VIRTUAL LIFE by Erica Seccombe is permanently on display at the Casula Power House in Sydney. Image: Stuart Hay

The piece, VIRTUAL LIFE, is the result of Seccombe's use of the frontier science of 3D Microcomputed X-ray Tomography (XCT) at the ANU Department of Applied Mathematics and the Drishti software.

Drishti, designed by Dr Ajay Limaye and the NCI VizLab team, is a free, open source software that allows researchers to explore and present their datasets as images and animations.

The software can be used to explore any volumetric dataset, from the world's smallest insects to topographic maps of the Australian continent. Drishti is used all over the world, including by the London Natural History Museum and the Museum of Old and New Art in Hobart.

Seccombe uses it to capture the dynamic phenomena germinating seeds as they transform from embryo to first leaf.

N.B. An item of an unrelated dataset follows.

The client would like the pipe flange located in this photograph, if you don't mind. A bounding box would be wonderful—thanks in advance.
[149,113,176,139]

"I have printed this work onto a highly mirrored surface to best represent the beautiful translucency of X-ray in combination with the three-dimensional qualities of 'virtual' data," she said.

"Volumetric data acquired from 3D and 4D Micro-CT is not visualised with conventional mesh framing as used in computer generated imaging.

"The true virtual data can only be rendered in specialised volumetric exploration software to accurately represent the original organic material at a resolution of two microns."  

PhD student Erica Seccombe.

Seccombe says VIRTUAL LIFE explores how science and art can engage us with the natural world through processes of rational observation and subjective experience.

"It reflects a techno-scientific culture where our relationship with nature and our experience of the natural world is increasingly mediated through technology," she said.

Erica has previously worked with NCI's VizLab team to reveal unseen details of the garden slater for an exhibition at the Canberra Contemporary Art Space.